Effective for 2019 and thereafter, the Compensation Committee, based upon a recommendation from FW Cook, adopted a new program for our executive officers, including our NEOs, regarding change in control benefits. Under this new program, change in control benefits are as follows:

 

  For the CEO, three times the sum of salary plus highest cash bonus in the last three years; and
  For the other NEOs, two times (reduced from three times) the sum of salary plus highest cash bonus in the last three years.
 

 

In 2019, Messrs. Iadanza and Janis entered into new agreements to reduce their change in control benefits under the new program. Due to the nature of their existing agreements, the new agreements do not go into effect until January 1, 2023. Mr. Bardusch entered into a new agreement as his benefits were increased under the new program. Mr. Hagedorn entered into an agreement upon his appointment to Senior Executive Vice President and CFO.

Also, in connection with the new program, commencing in 2019 all equity awards provide for accelerated vesting only upon a “double trigger”; i.e., a change in control followed by a qualifying termination of employment.

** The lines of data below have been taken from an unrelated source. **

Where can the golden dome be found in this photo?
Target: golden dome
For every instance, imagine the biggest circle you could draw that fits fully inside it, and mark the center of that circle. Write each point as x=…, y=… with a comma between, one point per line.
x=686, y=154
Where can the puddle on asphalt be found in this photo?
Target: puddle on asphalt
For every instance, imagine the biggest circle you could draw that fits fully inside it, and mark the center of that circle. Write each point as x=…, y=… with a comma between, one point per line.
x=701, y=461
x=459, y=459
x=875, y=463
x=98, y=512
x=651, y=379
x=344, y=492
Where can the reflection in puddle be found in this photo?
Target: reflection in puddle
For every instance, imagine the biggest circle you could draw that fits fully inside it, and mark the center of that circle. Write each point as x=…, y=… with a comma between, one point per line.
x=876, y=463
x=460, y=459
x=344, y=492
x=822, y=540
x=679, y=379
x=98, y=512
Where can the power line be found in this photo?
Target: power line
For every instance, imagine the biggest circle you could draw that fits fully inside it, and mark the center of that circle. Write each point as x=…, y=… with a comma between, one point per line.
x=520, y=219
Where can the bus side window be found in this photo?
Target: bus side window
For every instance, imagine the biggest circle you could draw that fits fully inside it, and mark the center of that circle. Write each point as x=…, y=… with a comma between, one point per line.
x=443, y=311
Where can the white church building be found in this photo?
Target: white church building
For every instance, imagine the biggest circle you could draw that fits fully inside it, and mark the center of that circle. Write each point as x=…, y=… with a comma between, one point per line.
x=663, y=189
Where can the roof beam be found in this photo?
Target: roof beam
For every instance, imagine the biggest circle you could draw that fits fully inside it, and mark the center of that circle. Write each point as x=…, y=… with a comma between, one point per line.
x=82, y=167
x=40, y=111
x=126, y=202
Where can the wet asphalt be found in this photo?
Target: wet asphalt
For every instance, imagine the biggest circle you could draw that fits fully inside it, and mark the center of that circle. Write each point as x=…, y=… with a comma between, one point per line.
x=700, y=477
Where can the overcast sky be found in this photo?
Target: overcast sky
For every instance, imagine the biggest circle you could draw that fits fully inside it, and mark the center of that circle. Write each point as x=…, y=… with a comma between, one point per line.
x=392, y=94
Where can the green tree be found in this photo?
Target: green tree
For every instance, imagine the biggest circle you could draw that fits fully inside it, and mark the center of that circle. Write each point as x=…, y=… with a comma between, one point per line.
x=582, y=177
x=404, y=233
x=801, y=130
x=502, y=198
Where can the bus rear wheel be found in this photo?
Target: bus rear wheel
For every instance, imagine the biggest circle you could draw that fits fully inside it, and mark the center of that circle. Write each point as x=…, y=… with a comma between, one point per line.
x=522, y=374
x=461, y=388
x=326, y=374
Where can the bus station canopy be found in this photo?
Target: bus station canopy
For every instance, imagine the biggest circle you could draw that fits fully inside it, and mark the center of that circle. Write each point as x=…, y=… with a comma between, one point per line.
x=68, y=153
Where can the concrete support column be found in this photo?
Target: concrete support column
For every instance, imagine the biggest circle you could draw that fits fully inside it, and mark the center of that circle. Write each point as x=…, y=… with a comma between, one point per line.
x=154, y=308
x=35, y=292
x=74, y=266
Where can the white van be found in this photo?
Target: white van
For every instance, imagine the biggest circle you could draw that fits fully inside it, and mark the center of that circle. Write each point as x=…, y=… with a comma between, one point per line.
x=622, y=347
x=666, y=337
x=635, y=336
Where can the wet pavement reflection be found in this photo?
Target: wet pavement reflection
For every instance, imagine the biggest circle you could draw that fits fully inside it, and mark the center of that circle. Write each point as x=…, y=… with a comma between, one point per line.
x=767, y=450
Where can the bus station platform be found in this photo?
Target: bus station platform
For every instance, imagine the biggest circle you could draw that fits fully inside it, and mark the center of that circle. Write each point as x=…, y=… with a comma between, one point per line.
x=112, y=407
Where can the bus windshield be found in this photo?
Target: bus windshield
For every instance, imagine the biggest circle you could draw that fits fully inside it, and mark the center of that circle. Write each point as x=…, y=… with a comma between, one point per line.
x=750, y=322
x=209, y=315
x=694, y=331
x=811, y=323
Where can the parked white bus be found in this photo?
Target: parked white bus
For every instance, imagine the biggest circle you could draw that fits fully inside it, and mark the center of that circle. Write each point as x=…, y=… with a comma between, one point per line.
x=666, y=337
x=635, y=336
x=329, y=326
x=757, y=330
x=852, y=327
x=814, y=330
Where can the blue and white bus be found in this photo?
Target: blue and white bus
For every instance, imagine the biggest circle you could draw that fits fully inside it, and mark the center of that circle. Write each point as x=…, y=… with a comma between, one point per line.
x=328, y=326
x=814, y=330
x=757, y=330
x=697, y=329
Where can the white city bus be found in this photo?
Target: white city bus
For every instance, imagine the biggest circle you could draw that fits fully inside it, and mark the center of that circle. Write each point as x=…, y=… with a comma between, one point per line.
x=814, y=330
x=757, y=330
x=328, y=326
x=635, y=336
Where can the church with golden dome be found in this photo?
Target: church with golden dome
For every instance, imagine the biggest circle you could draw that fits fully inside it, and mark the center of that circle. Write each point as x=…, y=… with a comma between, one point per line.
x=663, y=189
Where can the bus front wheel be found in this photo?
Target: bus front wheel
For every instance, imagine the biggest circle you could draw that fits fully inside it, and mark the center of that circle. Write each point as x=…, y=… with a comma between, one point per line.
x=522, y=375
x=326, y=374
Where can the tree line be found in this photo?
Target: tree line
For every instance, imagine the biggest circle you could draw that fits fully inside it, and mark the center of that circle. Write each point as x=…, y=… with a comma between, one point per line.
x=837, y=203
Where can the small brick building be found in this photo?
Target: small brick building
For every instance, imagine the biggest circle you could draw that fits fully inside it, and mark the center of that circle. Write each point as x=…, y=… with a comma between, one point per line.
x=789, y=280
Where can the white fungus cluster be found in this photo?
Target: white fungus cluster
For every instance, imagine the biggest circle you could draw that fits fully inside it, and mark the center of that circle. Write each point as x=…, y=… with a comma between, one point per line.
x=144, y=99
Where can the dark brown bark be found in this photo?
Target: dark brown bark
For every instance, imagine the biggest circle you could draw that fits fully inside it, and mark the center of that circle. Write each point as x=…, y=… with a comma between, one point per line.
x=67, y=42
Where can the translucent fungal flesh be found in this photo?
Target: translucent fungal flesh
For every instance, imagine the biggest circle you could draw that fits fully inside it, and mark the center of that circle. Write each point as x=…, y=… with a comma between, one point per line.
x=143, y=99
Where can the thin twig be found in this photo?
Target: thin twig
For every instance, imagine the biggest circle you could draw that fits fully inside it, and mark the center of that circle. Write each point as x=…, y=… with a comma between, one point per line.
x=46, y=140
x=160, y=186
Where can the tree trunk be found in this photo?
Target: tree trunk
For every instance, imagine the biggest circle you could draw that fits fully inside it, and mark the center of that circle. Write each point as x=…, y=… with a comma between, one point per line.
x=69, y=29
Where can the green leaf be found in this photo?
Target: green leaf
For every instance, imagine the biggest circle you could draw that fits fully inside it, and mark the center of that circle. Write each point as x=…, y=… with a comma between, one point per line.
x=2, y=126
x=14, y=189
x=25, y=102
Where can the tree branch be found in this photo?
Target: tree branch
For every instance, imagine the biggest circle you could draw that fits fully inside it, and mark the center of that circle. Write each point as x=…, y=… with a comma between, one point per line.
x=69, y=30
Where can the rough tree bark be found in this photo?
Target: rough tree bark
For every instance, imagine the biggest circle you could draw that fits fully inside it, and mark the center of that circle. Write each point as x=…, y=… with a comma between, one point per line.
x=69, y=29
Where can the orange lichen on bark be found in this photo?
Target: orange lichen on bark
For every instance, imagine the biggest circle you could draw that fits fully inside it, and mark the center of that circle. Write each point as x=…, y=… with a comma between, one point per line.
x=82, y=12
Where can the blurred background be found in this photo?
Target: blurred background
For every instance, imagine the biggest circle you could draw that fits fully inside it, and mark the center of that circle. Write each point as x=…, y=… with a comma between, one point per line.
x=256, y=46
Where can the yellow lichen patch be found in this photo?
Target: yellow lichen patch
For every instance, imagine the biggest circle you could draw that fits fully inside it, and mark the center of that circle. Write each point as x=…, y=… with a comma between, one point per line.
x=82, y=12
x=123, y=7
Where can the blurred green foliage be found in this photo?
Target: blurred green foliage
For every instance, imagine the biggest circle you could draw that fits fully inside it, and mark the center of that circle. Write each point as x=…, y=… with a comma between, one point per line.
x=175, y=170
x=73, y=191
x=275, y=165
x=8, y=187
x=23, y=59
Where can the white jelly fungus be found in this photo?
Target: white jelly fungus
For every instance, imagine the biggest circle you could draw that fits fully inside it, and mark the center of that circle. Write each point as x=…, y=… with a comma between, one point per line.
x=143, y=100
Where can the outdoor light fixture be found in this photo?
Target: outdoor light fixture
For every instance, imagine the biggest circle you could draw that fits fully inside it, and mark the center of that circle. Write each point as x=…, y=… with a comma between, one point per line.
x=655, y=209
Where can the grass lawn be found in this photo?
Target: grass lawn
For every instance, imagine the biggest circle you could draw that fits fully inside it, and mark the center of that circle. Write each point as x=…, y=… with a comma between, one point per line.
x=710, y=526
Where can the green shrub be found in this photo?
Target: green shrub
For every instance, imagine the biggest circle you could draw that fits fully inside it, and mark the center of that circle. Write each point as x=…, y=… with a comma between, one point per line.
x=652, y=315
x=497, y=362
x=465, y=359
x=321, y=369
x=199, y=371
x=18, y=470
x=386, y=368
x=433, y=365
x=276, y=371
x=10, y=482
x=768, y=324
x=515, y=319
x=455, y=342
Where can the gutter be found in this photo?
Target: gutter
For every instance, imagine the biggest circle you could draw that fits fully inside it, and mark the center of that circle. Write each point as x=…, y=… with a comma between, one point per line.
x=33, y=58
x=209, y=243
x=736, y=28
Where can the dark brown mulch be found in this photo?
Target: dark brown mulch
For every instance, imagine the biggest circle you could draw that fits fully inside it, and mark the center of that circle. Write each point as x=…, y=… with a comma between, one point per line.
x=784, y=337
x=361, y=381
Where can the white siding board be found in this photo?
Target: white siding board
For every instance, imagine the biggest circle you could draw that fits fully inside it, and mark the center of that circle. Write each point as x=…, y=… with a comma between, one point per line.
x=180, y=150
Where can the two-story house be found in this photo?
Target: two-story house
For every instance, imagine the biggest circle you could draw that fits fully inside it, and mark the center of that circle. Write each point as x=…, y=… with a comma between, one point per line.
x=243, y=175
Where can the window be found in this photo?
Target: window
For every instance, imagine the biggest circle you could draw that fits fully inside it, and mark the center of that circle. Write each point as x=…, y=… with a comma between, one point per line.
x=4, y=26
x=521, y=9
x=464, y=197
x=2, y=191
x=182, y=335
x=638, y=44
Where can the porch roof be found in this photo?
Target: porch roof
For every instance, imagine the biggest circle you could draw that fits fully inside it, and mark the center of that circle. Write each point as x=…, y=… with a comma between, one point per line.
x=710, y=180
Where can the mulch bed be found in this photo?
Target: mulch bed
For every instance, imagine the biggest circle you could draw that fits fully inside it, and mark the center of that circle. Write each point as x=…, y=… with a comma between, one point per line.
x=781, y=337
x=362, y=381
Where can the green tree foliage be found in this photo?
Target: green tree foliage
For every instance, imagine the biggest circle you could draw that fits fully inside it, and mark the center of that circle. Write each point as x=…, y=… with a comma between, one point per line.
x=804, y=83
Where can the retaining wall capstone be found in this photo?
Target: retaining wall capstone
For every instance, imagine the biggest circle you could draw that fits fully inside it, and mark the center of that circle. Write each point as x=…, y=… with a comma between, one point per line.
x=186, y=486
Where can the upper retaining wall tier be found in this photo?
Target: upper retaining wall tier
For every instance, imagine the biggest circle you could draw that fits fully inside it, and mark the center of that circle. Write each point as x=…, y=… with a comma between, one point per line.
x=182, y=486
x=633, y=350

A more detailed explanation of these and other matters are set forth in this Proxy Statement under “Other Potential Post-Employment Payments” on page 50.

Our Peer Group

In setting compensation for our executives, we compared total compensation, each compensation element, and Valley’s financial performance to a peer group. For purposes of determining 2020 compensation, our peer group consisted of 19 bank holding companies, each with assets within a reasonable range above and below Valley’s asset size. The Compensation Committee believes that this peer group is an appropriate group for comparison because they are, on average, similar in size and complexity to Valley.

Appendix A, on page A-1 lists all financial institutions in the peer group. The peer group consists of companies with assets between $23.0 billion and $73.9 billion and market capitalization between $2.1 billion and $7.2 billion.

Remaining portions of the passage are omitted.